Petri Turunen (University of Helsinki)
The poster outlines a four-year empirical investigation into a synthetic biology (BIO, EBRC, Elowitz 2010, Morange 2009) consortium. The focus of the investigation was on how scientists in a highly interdisciplinary research consortium deal with interdisciplinary hurdles. In particular, we studied how the scientists communicated with each other when they were trying to explain issues related their field of expertise. What kind representational strategies were used? Which ones were successful?
Synthetic biology was chosen as the target field for this investigation for two reasons. Firstly, synthetic biology is a particularly interdisciplinary field that brings together, among others, biologists, engineers, physicist and computer scientists. Secondly, synthetic biology is still a relatively new field of study. It does not yet have a clear disciplinary identity nor well regimented methodological principles. Since synthetic biology is still largely in the process of negotiating its practices it provides a particularly good case for studying how interdisciplinary practices get negotiated in actual practice.

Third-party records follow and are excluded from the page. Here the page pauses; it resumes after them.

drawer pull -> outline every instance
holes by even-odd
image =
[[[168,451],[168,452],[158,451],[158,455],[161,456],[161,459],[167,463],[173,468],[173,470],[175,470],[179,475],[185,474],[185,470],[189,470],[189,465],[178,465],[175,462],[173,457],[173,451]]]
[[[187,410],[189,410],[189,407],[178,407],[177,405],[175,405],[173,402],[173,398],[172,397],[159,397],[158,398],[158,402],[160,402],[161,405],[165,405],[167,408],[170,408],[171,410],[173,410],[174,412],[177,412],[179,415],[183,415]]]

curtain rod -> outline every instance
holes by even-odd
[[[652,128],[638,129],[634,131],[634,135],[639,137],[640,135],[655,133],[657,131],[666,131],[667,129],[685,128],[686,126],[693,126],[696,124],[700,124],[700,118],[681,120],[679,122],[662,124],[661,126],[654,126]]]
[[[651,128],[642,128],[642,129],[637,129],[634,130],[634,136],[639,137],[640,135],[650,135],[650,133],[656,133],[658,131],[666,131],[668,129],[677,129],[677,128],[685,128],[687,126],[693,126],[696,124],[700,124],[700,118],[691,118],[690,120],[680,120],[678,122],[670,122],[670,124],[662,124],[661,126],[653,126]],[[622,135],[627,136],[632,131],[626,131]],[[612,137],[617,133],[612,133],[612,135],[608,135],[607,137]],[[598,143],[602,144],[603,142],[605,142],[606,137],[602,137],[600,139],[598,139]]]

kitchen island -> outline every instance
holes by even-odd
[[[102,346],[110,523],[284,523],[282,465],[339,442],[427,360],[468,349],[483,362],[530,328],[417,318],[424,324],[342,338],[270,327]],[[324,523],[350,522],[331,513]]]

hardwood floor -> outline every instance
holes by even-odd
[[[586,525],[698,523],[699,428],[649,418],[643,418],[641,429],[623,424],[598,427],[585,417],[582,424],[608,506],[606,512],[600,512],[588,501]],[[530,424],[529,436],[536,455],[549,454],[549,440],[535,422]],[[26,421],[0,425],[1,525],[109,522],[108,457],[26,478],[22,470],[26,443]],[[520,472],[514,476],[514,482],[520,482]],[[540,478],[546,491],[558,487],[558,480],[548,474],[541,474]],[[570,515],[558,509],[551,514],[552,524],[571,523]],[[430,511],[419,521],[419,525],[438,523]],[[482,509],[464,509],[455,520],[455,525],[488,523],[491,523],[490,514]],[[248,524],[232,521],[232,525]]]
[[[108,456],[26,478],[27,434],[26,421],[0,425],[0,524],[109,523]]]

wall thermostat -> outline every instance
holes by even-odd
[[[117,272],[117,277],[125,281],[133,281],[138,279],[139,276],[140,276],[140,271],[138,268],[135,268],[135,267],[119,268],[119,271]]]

Our focus was on representational strategies, because our empirical case was particularly suited for observing them. We followed an interdisciplinary consortium made out of three separate groups with differing backgrounds ranging from industrial biotechnology and molecular plant biology to quantum many-body systems. We were given permission to observe consortium meetings, where the three different groups came together and shared their findings. These meetings made the representational strategies used by the scientists particularly visible, since their severe time constraints and discursive format forced the scientists to think carefully on how to present their findings.
We followed and taped these consortium meetings. In addition, we performed more targeted personal interviews. Based on these materials we made the following general observations:
1. Interdisciplinary-distance promoted more variance in the use of differing representational means. That is, the bigger the difference in disciplinary background, the less standardized the communication.
2. Demands for concreteness varied: more biologically inclined researchers wanted connections to concrete biological systems where as the more engineering-oriented researchers wanted input on what sort of general biological features would be useful to model. Both aspects related to the model-target connection but imposed different demands on what was relevant for establishing that connection.
3. Interdisciplinary distance promoted the use of more schematic and general representations.
Interdisciplinary distance was thus related to noticeable differences in the utilized representational strategies. All three observations also suggest that the scientists are not merely transmitting content but are instead trying to construct suitable representational contexts for that content to be transmissible.. That is, scientists are performing a kind of contextual engineering-work. Philosophically the interesting question then becomes: how exactly is content related to its representational context?